KNN model using pyfunc returns ModuleNotFoundError or FileNotFoundError

Problem

You have created a Sklearn model using KNeighborsClassifier and are using pyfunc to run a prediction.

For example:

import mlflow.pyfunc
pyfunc_udf = mlflow.pyfunc.spark_udf(spark, model_uri=model_uri, result_type='string')
predicted_df = merge.withColumn("prediction", pyfunc_udf(*merge.columns[1:]))
predicted_df.collect()

The prediction returns a ModuleNotFoundError: No module named 'sklearn.neighbors._classification' error message.

The prediction may also return a FileNotFoundError: [Errno 2] No usable temporary directory found error message.

Cause

When a KNN model is logged, all of the data points used for training are saved as part of the pickle file.

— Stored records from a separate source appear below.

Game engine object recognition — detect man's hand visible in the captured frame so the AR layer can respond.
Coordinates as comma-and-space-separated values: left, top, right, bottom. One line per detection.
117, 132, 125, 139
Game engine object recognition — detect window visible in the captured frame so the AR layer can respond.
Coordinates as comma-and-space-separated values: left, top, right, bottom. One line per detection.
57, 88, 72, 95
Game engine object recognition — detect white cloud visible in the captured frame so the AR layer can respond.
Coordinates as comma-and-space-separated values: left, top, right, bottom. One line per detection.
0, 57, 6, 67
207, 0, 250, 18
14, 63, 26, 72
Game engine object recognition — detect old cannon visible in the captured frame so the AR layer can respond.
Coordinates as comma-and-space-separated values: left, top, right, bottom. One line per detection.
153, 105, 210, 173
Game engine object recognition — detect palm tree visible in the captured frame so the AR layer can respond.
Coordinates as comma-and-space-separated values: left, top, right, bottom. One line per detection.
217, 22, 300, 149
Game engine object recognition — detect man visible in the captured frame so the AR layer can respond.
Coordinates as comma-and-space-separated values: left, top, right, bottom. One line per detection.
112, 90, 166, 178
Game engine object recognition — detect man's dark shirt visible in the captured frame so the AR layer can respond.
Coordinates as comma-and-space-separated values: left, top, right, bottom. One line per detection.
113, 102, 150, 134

If the model is trained with millions of records, all of that data is added to the model, which can dramatically increase its size. A model trained on millions of records can easily total multiple GBs.

pyfunc attempts to load the entire model into the executor’s cache when running a prediction.

If the model is too big to fit into memory, it results in one of the above error messages.

Solution

You should use a tree-based algorithm, such as Random Forest or XGBoost to downsample the data in a KNN model.

If you have unbalanced data, attempt a sampling method like SMOTE, when training a tree-based algorithm.